Your laolao is sick today. Pain and fever, a bad flu quickly building-up. Seems I’m under a full-scale invasion. Shock-waves creating craters in my brain. And I’m bleeding a bit: The hysterical side-effect of a flaw in my shields.


I’ve often battled solar storms in my youth, they’ve left me tired and unprotected. My lungs, from smoking too much, are like a deep lethal plasma sea. Powerful mass ejections endangering the fusion core. Hellish conflagrations breaking all data streams.

The air recycling system is off line. Turbulence is giving rise to flares, tons of blinking warnings have set up base on my global positioning system. The menu window no longer offers an off-world refuge option.

On the very edges of my awareness, exactly where my spacesuit soon intends to call its bluff, I feel like I’ve become an endangered specie, dispatched to an unsecured location, beyond the reach of reasonable senses.

I feel I’m almost ready for one of those out-of-body experiences. I better take an aspirin.

And keep radio silence.

Muffled voices in the distance have left heat signatures on my mainframe. It’s an ambush. I can’t reach the decontamination area.
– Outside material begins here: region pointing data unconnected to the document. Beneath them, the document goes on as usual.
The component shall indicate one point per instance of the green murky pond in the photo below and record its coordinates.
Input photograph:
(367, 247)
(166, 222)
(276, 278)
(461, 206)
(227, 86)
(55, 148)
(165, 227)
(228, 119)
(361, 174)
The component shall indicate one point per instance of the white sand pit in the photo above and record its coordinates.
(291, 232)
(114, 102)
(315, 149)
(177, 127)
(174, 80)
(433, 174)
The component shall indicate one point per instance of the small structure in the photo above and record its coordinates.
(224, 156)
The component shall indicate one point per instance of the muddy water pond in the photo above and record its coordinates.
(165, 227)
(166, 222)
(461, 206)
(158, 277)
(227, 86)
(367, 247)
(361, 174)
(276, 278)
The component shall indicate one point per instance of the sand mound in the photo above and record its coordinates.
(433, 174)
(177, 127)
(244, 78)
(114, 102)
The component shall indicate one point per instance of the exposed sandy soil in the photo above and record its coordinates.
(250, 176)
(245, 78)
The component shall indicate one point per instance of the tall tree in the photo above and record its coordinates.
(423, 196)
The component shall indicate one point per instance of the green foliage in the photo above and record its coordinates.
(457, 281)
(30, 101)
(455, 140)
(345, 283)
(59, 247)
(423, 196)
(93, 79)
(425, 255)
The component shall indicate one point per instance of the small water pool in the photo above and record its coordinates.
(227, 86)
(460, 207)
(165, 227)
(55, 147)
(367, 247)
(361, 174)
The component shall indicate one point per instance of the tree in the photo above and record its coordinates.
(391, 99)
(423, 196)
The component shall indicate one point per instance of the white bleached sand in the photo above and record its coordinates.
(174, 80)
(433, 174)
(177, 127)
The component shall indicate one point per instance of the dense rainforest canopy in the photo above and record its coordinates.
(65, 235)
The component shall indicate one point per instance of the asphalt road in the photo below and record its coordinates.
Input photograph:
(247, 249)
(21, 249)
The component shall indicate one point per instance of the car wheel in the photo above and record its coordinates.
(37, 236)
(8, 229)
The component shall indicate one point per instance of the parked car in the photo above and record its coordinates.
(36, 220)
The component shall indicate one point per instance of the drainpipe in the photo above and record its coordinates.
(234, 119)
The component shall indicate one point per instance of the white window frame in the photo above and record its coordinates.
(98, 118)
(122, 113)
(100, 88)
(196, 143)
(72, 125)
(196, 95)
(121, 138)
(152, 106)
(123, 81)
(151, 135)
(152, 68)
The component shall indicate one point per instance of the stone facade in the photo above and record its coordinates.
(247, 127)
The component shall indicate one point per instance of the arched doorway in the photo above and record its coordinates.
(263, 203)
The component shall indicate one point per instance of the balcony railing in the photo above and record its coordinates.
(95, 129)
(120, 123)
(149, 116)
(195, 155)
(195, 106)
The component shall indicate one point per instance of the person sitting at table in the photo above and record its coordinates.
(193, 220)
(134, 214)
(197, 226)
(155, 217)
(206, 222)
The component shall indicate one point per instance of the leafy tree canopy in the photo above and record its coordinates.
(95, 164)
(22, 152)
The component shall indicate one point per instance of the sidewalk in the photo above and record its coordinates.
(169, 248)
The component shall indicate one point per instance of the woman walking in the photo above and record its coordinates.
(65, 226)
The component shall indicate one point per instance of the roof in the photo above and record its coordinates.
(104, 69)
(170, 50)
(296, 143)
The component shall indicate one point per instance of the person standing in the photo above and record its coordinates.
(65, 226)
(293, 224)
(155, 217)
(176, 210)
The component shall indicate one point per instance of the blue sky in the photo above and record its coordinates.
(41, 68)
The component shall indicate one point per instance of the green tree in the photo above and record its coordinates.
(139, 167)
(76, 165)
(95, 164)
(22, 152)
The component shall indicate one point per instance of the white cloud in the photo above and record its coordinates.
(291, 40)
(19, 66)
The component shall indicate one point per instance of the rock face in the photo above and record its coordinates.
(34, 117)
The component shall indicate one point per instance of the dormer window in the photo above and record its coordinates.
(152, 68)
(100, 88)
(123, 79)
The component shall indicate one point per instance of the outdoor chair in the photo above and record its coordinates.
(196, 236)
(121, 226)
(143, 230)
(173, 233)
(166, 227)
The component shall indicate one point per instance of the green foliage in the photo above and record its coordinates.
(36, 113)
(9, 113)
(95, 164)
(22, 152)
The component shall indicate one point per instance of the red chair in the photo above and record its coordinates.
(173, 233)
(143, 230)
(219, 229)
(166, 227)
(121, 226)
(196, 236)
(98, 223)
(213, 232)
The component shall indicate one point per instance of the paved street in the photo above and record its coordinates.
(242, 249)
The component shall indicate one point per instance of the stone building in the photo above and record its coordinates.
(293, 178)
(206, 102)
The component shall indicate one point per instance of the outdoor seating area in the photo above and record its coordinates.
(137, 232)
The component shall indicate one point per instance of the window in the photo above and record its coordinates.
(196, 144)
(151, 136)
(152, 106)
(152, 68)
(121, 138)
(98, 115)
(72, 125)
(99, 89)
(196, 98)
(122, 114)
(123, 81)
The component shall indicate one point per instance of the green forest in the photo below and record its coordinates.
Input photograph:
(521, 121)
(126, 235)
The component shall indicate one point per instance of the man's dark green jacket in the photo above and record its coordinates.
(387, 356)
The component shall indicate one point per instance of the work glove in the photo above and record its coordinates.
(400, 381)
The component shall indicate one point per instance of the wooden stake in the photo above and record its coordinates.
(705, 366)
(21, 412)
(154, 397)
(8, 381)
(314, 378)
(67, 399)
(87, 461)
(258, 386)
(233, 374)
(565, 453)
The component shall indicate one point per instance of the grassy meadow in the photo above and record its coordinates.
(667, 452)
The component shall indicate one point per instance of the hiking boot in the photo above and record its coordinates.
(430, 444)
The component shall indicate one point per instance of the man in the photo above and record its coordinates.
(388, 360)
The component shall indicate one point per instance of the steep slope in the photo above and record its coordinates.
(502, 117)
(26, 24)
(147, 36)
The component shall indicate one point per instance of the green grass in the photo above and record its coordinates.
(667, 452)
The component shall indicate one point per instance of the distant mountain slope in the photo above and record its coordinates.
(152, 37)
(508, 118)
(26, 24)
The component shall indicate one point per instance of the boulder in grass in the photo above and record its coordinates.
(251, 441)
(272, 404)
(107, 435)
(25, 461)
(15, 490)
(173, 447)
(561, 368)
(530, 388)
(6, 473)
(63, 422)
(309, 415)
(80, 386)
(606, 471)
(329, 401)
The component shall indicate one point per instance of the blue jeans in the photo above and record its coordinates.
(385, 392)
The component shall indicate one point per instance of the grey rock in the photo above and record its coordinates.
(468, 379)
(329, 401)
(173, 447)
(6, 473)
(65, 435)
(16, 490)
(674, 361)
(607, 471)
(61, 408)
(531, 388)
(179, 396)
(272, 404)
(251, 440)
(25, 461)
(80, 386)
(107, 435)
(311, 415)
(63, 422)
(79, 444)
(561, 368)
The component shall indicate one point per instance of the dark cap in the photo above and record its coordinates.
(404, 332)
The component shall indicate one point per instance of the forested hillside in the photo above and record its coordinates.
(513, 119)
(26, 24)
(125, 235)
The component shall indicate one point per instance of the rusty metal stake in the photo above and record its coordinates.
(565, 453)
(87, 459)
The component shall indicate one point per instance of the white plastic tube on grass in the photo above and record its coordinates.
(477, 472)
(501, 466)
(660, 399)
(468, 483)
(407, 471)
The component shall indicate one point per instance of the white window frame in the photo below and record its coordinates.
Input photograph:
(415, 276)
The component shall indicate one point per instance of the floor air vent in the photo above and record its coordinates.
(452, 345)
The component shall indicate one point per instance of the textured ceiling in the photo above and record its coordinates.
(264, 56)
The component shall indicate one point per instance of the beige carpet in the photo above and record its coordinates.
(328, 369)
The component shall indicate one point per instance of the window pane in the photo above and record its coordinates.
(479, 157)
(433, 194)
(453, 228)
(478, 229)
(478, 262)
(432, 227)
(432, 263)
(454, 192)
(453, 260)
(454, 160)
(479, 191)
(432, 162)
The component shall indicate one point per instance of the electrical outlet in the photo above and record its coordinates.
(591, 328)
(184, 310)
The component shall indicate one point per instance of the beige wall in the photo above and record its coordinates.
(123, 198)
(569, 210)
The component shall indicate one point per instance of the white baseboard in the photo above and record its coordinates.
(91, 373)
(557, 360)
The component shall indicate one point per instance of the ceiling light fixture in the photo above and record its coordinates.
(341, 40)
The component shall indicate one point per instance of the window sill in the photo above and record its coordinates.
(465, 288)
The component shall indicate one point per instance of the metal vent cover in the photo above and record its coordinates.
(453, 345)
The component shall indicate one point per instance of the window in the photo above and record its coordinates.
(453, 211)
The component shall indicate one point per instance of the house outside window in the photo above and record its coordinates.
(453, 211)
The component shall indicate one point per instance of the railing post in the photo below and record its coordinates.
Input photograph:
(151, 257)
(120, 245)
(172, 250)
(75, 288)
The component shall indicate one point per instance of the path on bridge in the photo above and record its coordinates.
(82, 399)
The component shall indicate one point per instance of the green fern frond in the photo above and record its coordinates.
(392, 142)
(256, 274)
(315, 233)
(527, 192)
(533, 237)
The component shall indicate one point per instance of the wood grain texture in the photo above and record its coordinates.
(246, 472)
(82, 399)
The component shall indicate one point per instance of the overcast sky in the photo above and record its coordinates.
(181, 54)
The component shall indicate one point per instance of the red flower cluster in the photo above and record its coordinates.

Let’s hope there’s a fail-safe feature, some sort of covert operation unit, antifreeze in the engine, anything to help me bypass this plague.

It’s just the flu, little baby, hurting my morale, which happens today to have forgotten to pack its biohazard gear.

While I look for rescue equipment, and count the impact points given by positive thinking, I’ll keep a self-adhesive target in mind: I want gigantic auroras to lay in your future.

And I’ll take exquisite care of myself. No human waste is impregnable. These hostile parasitic colonies, which have landed in force in my inner sanctum, at my command will storm out and I’ll obliterate them with the oblique, but enduring patterns of my optimism.